Della O’Sullivan is 33 and comes from Peckham, a fairly rough enclave of south London. In her late teens, a stalker harassed and intimidated her and made her scared to go outdoors. She had family members who had been stab victims and her stalker was significantly taller and bigger than her. Della was a single mother at the time and her situation made her fear for the life of both herself and her son.
She told the Evening Standard newspaper what happened to her, explaining that the man in question would repeatedly telephone her. He would follow her when she left the house. “He cornered me in public once,” she said. “And no one helped me. Everyone just stood there and did nothing.”
It was this incident which made Della realise she had to do something to enable her to defend herself.
“[It] really shook me. And made me realise you can rely on no one but yourself. When I had my son, I thought: ‘There are two of us now, I have to protect him and myself.’”
In the end, it was Della’s brother who came to her rescue as he introduced her to Wing Chun. Della immediately took to it and her progress was rapid. She achieved an advanced level in just 12 months; most people would take around four years to achieve.
“I almost immediately fell in love with it,” she explained. “I felt like I could easily defend myself despite my small frame.”
The perception that martial arts are only something for tall, strong, and physically fit men is a common one. But as Della quickly found out, nothing could be further from the truth. “I didn’t feel like a woman trying to imitate a man doing a martial art. Or that a man could be more powerful because they are stronger or bigger,” she said. “It blew me away.”
Despite repeated complaints to the police about him, Della’s stalker never faced any action. But fortunately for her, he did eventually give up. Della didn’t use an excuse to walk away from Wing Chun though. Quite the opposite. By then, it was to become a bigger and bigger part of her life.
The turning point in her life came when they offered her a job as a legal secretary. After much soul-searching, she decided to turn the role down and instead focus on Wing Chun full-time. It was not long after this that she qualified as an instructor in her own right.
Today she works at the Dulwich Wing Tsun Academy (a variation on the name Wing Chun) in south London as a full-time trainer and instructor. She is also one of the highest ranked women in Wing Chun in the world and is blazing a trail for female martial artists in the UK and beyond.
Despite her own success, Della does admit that around nine in ten of her clients are still male. And many of them still fall into the trap of underestimating the petite female trainer.
“You occasionally get some men come in and i surprise them by being a small woman,” she explained. “But it’s soon clear that I know what I am doing and they respect that.”
These days her clients include professional bodyguards and security personnel. No-one would dare to trouble her in the way that stalker once did. And Della is also using her martial arts skills to help other women who find themselves in a similar situation to her.

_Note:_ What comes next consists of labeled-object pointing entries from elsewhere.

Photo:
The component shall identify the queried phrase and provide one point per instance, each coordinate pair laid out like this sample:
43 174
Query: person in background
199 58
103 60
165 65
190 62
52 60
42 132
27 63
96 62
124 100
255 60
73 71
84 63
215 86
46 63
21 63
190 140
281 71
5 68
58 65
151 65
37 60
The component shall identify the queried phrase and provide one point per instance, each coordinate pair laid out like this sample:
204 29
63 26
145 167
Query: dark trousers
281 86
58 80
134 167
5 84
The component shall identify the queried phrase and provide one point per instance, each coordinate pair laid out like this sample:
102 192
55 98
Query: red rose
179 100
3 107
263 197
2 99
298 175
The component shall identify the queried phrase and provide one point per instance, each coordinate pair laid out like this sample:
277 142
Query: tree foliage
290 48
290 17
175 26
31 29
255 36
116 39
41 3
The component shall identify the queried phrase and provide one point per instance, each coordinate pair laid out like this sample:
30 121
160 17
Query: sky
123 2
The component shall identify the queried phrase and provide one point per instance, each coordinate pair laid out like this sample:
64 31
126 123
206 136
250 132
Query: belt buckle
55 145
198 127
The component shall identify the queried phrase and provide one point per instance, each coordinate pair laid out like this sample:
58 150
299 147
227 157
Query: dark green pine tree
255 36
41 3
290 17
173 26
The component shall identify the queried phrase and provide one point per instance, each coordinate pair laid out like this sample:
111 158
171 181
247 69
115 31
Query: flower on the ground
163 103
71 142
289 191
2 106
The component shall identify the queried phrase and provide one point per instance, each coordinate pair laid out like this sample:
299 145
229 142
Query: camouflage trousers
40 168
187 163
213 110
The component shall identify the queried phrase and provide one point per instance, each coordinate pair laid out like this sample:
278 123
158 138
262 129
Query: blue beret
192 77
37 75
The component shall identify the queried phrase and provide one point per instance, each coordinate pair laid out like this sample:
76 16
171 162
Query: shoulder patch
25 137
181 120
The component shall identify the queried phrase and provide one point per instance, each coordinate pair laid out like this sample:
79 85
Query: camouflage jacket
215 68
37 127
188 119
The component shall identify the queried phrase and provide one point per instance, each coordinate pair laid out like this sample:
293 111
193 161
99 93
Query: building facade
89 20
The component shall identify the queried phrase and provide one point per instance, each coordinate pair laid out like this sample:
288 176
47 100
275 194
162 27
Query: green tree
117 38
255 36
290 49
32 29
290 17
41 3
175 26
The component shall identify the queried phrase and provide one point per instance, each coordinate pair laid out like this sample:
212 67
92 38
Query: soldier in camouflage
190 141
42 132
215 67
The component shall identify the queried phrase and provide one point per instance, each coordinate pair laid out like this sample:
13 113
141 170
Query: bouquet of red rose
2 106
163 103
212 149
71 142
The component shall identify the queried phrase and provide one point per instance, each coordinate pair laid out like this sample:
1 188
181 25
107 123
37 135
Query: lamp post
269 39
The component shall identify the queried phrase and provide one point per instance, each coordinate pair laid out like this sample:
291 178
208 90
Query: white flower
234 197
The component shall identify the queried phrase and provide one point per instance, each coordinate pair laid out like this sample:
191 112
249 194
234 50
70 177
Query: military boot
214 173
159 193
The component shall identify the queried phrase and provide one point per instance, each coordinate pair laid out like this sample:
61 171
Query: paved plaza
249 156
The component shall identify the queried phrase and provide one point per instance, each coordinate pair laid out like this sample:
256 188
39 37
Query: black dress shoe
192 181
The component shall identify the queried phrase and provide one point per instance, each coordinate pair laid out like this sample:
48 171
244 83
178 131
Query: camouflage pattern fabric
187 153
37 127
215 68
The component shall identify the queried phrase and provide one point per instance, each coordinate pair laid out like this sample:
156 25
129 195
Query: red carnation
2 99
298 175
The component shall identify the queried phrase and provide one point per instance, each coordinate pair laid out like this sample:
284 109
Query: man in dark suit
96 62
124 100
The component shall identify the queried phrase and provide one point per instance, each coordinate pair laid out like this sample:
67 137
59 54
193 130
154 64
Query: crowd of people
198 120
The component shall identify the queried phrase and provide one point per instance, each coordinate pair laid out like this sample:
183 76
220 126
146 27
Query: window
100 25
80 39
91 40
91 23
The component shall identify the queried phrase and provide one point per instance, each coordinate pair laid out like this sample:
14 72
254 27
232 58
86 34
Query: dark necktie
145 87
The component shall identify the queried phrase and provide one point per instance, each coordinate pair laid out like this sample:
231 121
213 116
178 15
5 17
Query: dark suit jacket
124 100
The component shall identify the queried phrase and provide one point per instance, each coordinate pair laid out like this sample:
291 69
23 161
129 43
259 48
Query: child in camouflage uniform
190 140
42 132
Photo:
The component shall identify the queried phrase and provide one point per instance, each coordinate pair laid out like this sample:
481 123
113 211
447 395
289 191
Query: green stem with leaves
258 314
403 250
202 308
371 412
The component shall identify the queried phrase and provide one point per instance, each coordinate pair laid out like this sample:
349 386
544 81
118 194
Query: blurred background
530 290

She supports the Bede House community charity with a special focus being on vulnerable and disadvantaged women in south London. Della runs Wing Chun and general self-defence classes for the women and girls there. She hopes that her achievements will inspire others to take control of their lives in the same way she has.
Maybe just one or two of the women and girls who she helps and coaches will become world beaters too; just like Della.